- President Donald Trump proposed an 80% tariff on Chinese goods as “seem[ing] right” in a Truth Social post, a reduction from the current 145% but higher than the 10% U.S.-U.K. tariff, ahead of U.S.-China trade talks in Switzerland led by Treasury Secretary Scott Bessent.
- The U.S. imported $438.9 billion from China and exported $143.5 billion in 2024, highlighting China’s role as a key trading partner, amid Trump’s push for China to open its markets and his optimistic outlook for a “very good weekend” of negotiations.
- While the talks are not expected to produce a full trade deal, Trump’s shift from dismissing tariff reductions to suggesting they are “coming down” indicates openness to de-escalation, though the 80% rate’s purpose as a long-term goal or negotiation tactic remains unclear.
President Donald Trump’s signal of an 80% tariff on Chinese goods, described as “seem[ing] right” in a Friday Truth Social post, has set the stage for pivotal U.S.-China trade talks in Switzerland this weekend, with Treasury Secretary Scott Bessent leading the U.S. delegation. This proposed rate marks a significant reduction from the current 145% tariff on many Chinese imports, yet it remains substantially higher than the 10% baseline tariff in the U.S.-U.K. trade agreement announced Thursday. The U.S. imported $438.9 billion in goods from China in 2024, while exporting $143.5 billion, underscoring China’s role as one of America’s largest trading partners, according to the Office of the U.S. Trade Representative. It should be noted, however, that the U.S. goods trade deficit with China reached a massive $295.4 billion in 2024, marking a 5.8% increase ($16.3 billion) compared to 2023.
Trump’s social media rhetoric, including a call for China to “open up its market to USA” and a claim that “closed markets don’t work anymore,” reflects his broader strategy to disrupt global trade dynamics.

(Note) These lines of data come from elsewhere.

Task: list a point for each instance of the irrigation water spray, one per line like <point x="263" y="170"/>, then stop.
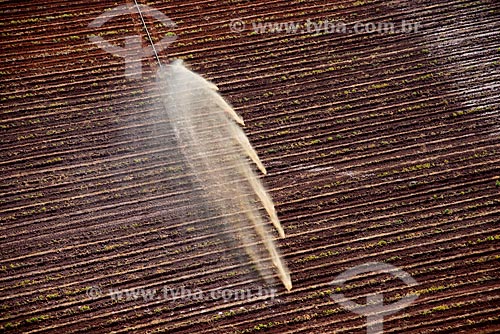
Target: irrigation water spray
<point x="217" y="151"/>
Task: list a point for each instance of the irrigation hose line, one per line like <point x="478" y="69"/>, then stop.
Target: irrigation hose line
<point x="147" y="32"/>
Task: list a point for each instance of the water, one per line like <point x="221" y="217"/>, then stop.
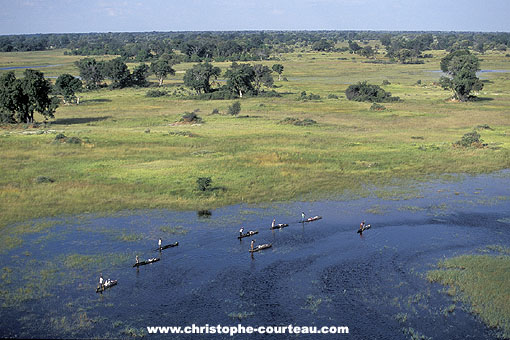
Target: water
<point x="316" y="274"/>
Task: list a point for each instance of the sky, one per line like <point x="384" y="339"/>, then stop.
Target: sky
<point x="69" y="16"/>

His suggestion of an 80% tariff – though ambiguous as either a long-term target or a negotiating tactic – comes after months of escalating tensions, with both nations imposing tariffs exceeding 100% on each other’s goods. Unlike many trading partners who benefited from a partial tariff pause on April 9, China faced sustained high levies, prompting Beijing to argue that the 145% U.S. tariff must be lowered for meaningful negotiations. Initially dismissive, Trump’s tone softened by Thursday, when he expressed optimism to reporters, stating, “I think we will have a very good weekend” and hinting that tariffs are “coming down” if talks progress.
The Switzerland discussions, involving Bessent and Chinese counterparts, are not anticipated to yield a comprehensive trade deal but could lay the groundwork for de-escalation. Trump’s trade counselor Peter Navarro, speaking on Bloomberg Friday, called the weekend “interesting” for markets but offered no specifics on whether the U.S. would lower tariffs unilaterally. The proposed 80% rate, while less punitive than 145%, could still severely restrict bilateral trade, potentially raising prices for U.S. consumers and disrupting supply chains, given China’s dominance in electronics, machinery, and consumer goods. Trump’s pivot to a more conciliatory stance may reflect pressure to stabilize markets and address economic concerns, especially after his earlier claim that the U.S. is “losing nothing” by reducing trade with Beijing.
China’s response to the 80% tariff proposal remains unclear, but its insistence on mutual tariff reductions suggests a hardline stance. The trade imbalance, with a $295.4 billion U.S. deficit in 2024, has – and rightly so – long fueled Trump’s protectionist policies, yet the interconnectedness of the two economies complicates a full decoupling. Investors are closely monitoring the talks for signs of progress, as any tariff reduction could ease inflationary pressures and boost market confidence. However, the absence of a clear U.S. strategy – whether the 80% rate is a firm goal or a bargaining chip – adds uncertainty to an already volatile trade environment. The outcome of this weekend’s negotiations will likely shape the trajectory of U.S.-China economic relations and influence global trade stability.